- Chairman: Roy Rening
- Secretary-General: Random Gultom
- Founded: 22 August 1998
- Headquarters: Jakarta
- Ideology: Pancasila
- Ballot number: 32
- DPR seats: 0

Website
- pkdindonesia.com

= Indonesian Democratic Party of Devotion =

The Indonesian Democratic Party of Devotion (Partai Kasih Demokrasi Indonesia) was a political party in Indonesia. It was one of two Christian parties contesting the 2009 elections.

The party was originally established in 1998 as the Catholic Democratic Party. In the 1999 legislative election, the party won one seat in the legislature.

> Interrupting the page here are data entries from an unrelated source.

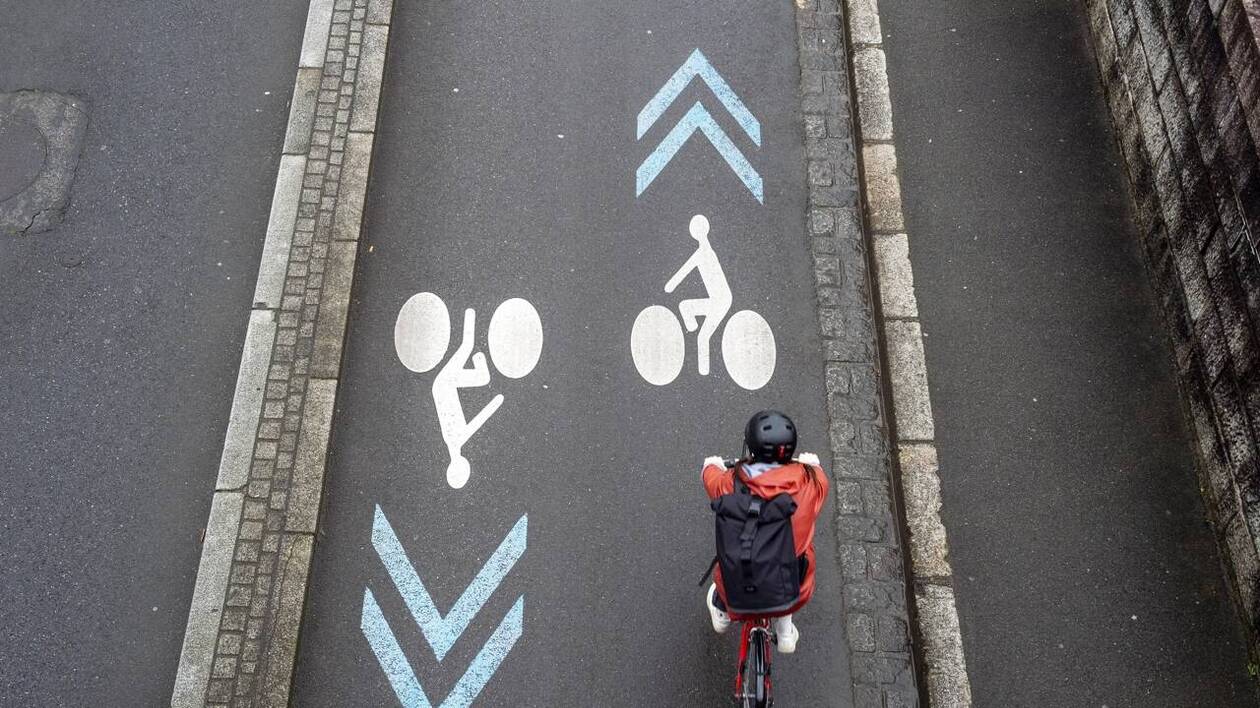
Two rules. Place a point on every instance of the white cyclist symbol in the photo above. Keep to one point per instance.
(657, 342)
(422, 334)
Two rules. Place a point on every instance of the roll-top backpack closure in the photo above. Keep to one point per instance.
(756, 551)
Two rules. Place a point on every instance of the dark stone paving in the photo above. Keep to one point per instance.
(121, 330)
(504, 168)
(1085, 573)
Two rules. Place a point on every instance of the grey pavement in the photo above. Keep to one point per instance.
(121, 330)
(505, 168)
(1085, 573)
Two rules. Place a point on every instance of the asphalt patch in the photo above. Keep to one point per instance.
(40, 139)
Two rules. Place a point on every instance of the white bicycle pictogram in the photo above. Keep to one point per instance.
(422, 334)
(658, 345)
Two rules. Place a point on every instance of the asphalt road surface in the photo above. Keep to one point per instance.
(505, 168)
(121, 330)
(1084, 568)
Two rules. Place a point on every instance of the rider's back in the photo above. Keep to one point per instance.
(808, 489)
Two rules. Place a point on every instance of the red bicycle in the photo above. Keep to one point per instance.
(752, 678)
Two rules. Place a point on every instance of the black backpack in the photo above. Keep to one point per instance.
(756, 551)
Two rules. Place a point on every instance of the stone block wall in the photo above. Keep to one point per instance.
(1182, 81)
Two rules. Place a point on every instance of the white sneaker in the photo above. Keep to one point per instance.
(785, 634)
(720, 619)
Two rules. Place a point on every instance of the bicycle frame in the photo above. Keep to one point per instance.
(749, 628)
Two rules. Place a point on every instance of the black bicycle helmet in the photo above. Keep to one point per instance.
(770, 437)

For the 2004 election, it had to change its name in order to meet the requirements to contest the vote, but the party eventually failed the verification process. It then joined together with other parties and changed its name to the Indonesian Democratic Party of Devotion. The party targeted the 14-15 million voters in Christian regions of Indonesia in the 2009 legislative election, hoping to gain 30 percent of the votes in those areas. However, the party won only 0.3 percent of the national vote, less than the 2.5 percent electoral threshold, meaning it was awarded no seats in the People's Representative Council. Following its poor result in the 2009 vote, the party joined nine other smaller parties to form the National Unity Party (Partai Persatuan Nasional).